Through the forward kinematic model of the redundant heterogeneous robot, according to the structural parameters of the redundant heterogeneous robot, the working range of the rake head of the redundant heterogeneous robot is simulated, and then the simulated working range of the rake head is compared with the working space of the high temperature furnace 400 where the actual rake head is located. Determine whether the simulated working range of the drag head can reach the range in the working space of the high temperature furnace 400 where the actual drag head is located. If it can be reached, it means that the structural parameters of the redundant heterogeneous robot meet the actual requirements.

Step S103 , based on the genetic algorithm and according to the structural parameters of the redundant heterogeneous robot, generate the motion trajectory of the redundant heterogeneous robot, so that the redundant heterogeneous robot can rak the cinder according to the motion trajectory.

In the embodiment of the present application, based on the genetic algorithm, the fitness function is used to continuously iteratively calculate the motion path of the redundant heterogeneous robot, so as to realize the planning of the motion path of the redundant heterogeneous robot, but the traditional genetic algorithm is based on global optimization, It is impossible to effectively avoid the problem of local speed and acceleration jumps. For this reason, in this application, kinematics analysis is performed for the redundant system of redundant heterogeneous robots, based on an improved genetic algorithm, global optimization is discarded, and a stepping point population adaptive trajectory optimization method based on speed smoothness as the main goal is adopted , according to the position and speed of each trajectory point of the gripper of the six-axis robot, the initial population is adaptively generated, and the improved genetic algorithm is used to select the best, abandon the overall stability of the global acceleration, and solve the speed of the traditional genetic algorithm at the turning point. It improves the optimization efficiency of special trajectories such as turning points, prevents jumps in speed and acceleration, and makes the trajectory of the gripper continuous and smooth, the speed is stable, and there is no large acceleration jump.

FIG. 7 is a schematic flowchart of step S103 provided according to some embodiments of the present application; as shown in FIG. 7 , based on the genetic algorithm, the motion trajectory of the redundant heterogeneous robot is generated according to the structural parameters of the redundant heterogeneous robot, so that the redundant heterogeneous robot can be The robot rakes the cinder according to the motion trajectory, including:

Step S113, according to the structural parameters of the redundant heterogeneous robot and the track coordinates of the starting point of the preset working path of the drag head, obtain the track coordinates of the starting point of the working path of the sliding assembly 302 and the track of the starting point of the working path of the execution end coordinate;

Specifically, according to the trajectory coordinates of the starting point of the preset working path of the drag head and the structural parameters of the redundant heterogeneous robot, the trajectory coordinates of the starting point of the working path of the sliding assembly 302 are generated; according to the starting point of the working path of the sliding assembly 302 The trajectory coordinates of the starting point and the structural parameters of the redundant heterogeneous robot are used to generate the trajectory coordinates of the starting point of the working path of the execution end.

In the embodiment of the present application, after the raw materials in the high-temperature furnace 400 enter the working chamber 401 from the feeding port, they are accumulated in the working chamber 401, and the rake 200 needs to push the accumulated raw materials to other positions of the working chamber 401 to rake flat. raw material.
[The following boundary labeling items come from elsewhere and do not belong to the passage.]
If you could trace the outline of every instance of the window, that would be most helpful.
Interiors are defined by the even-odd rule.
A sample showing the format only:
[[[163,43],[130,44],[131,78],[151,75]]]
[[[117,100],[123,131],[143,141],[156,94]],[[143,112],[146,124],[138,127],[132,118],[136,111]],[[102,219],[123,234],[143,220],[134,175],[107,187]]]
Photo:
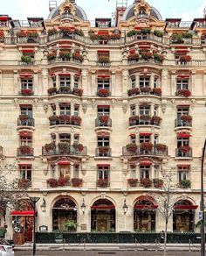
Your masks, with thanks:
[[[110,112],[109,106],[105,106],[105,107],[98,106],[98,109],[97,109],[98,117],[100,116],[109,116],[109,112]]]
[[[134,165],[130,165],[129,170],[130,170],[130,178],[136,179],[136,167]]]
[[[71,143],[71,136],[70,134],[59,134],[59,140],[60,142],[67,142],[67,143]]]
[[[140,77],[140,88],[149,87],[149,77]]]
[[[181,182],[182,181],[189,180],[189,167],[178,167],[178,181]]]
[[[109,146],[109,137],[98,137],[97,146]]]
[[[98,179],[109,179],[109,167],[108,166],[99,166],[98,167]]]
[[[131,88],[135,88],[136,87],[136,78],[135,76],[131,77]]]
[[[20,179],[31,181],[31,165],[19,166]]]
[[[60,105],[60,116],[71,116],[71,105]]]
[[[149,166],[140,166],[141,179],[149,179]]]
[[[32,79],[21,79],[21,85],[23,89],[32,89],[33,81]]]
[[[27,137],[21,136],[20,137],[20,145],[32,146],[32,137],[31,136],[27,136]]]
[[[135,105],[130,106],[130,116],[131,117],[135,117],[136,116],[136,107]]]
[[[150,106],[140,106],[140,116],[149,116],[150,115]]]
[[[74,105],[74,112],[73,112],[73,115],[75,117],[79,117],[79,105],[75,104]]]
[[[176,89],[189,89],[189,80],[188,79],[178,79],[176,81]]]
[[[68,76],[60,76],[60,87],[70,87],[71,78]]]
[[[109,89],[109,78],[106,79],[98,79],[98,89]]]
[[[20,106],[21,115],[28,116],[29,117],[33,117],[32,106]]]

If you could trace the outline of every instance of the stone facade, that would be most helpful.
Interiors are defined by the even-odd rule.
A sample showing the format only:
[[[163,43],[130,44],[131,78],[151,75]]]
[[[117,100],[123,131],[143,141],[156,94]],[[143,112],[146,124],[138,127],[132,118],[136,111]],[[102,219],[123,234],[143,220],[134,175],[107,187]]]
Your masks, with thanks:
[[[136,1],[117,7],[115,26],[100,18],[93,27],[65,1],[45,21],[28,20],[0,16],[1,161],[17,160],[9,178],[30,180],[29,194],[40,197],[38,229],[65,230],[70,219],[79,232],[161,231],[155,196],[172,172],[168,230],[195,231],[206,18],[163,21]],[[8,238],[22,216],[7,212]]]

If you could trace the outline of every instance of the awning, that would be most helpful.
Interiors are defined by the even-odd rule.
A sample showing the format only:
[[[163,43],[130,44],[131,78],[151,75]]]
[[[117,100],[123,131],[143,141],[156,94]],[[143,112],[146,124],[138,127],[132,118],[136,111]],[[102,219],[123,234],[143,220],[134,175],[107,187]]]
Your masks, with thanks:
[[[11,216],[34,216],[34,210],[12,210]]]
[[[196,210],[198,208],[198,205],[184,205],[177,204],[173,207],[175,210]]]

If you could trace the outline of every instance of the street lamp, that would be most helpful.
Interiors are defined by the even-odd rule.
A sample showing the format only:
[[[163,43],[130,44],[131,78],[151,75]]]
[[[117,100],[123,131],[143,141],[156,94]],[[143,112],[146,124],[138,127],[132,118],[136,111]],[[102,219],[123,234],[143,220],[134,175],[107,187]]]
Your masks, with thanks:
[[[84,198],[83,198],[82,203],[81,203],[81,210],[82,210],[83,214],[85,214],[85,211],[86,211],[86,204],[85,204],[85,199]]]
[[[124,210],[124,215],[127,212],[128,206],[126,204],[126,199],[124,201],[124,205],[123,205],[123,210]]]
[[[30,197],[30,200],[31,201],[31,204],[34,210],[33,215],[33,256],[36,255],[36,203],[38,202],[40,197]]]
[[[201,219],[201,256],[205,256],[205,234],[204,234],[204,155],[206,150],[206,139],[203,149],[202,166],[201,166],[201,202],[200,210],[202,211]]]

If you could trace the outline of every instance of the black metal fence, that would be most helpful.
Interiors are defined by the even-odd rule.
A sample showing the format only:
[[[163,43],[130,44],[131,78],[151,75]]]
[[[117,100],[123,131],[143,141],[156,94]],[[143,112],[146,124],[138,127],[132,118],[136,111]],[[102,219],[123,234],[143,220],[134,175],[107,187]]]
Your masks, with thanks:
[[[163,243],[163,233],[72,233],[72,232],[38,232],[37,243],[38,244],[154,244]],[[193,244],[201,242],[200,234],[168,233],[168,244]]]

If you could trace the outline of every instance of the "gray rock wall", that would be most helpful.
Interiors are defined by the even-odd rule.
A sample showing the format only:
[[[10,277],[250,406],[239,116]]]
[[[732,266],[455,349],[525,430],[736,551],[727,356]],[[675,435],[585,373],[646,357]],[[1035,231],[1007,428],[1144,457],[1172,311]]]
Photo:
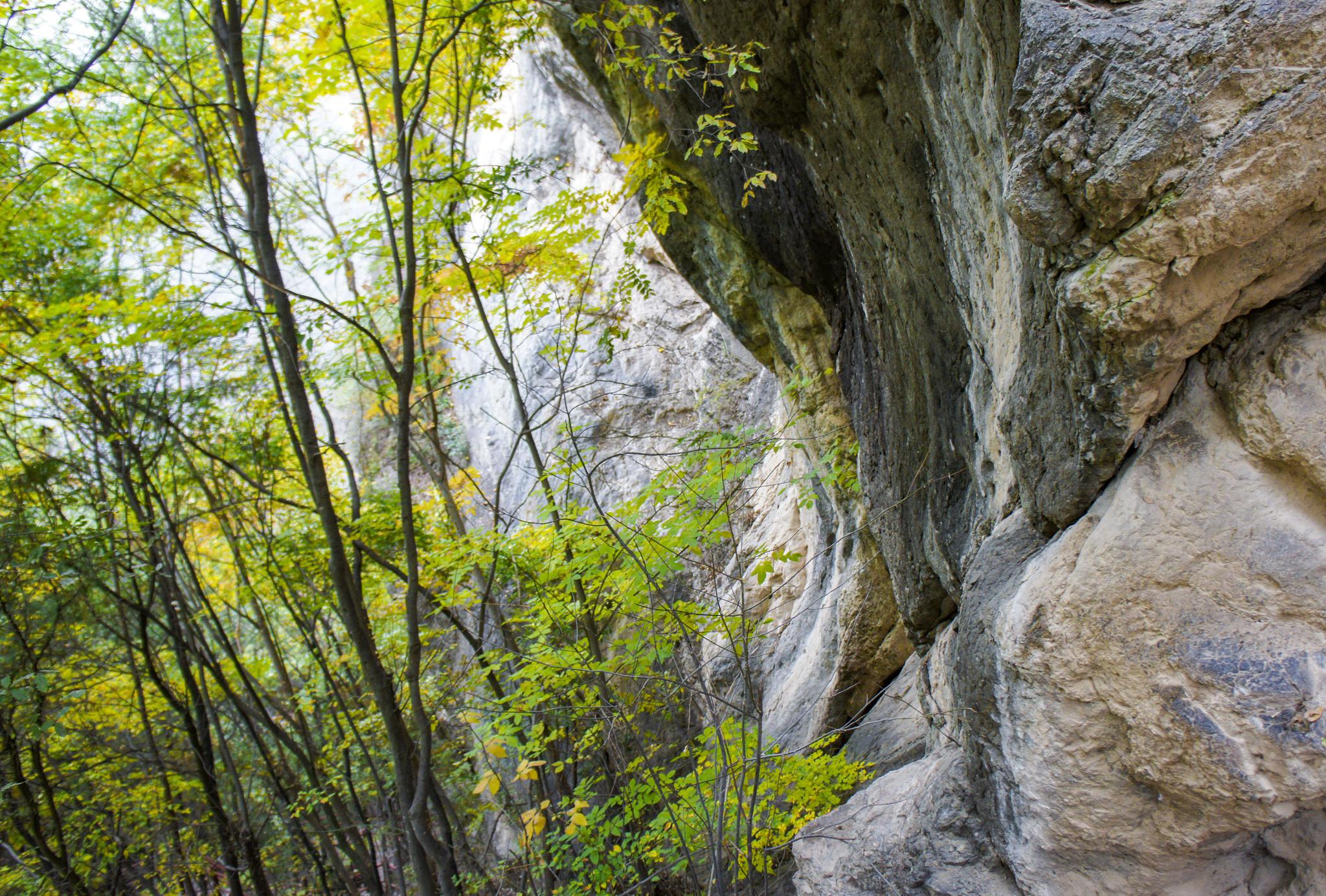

Here, after the preset working path of the drag head in the working chamber 401 is determined, the coordinates of each track point corresponding to the working path can be determined. After the trajectory coordinates of the starting point of the working path of the rake head are determined, the coordinates of the starting point of the working path of the unique sliding component 302 in the second direction can be determined according to the structural parameters of the redundant heterogeneous robot (that is, the coordinates of the supporting point of the rake bar). Then, according to the unique coordinates of the starting point of the working path of the sliding component 302 and the structural parameters of the redundant heterogeneous robot, the unique coordinates of the starting point of the working path of the gripper can be determined.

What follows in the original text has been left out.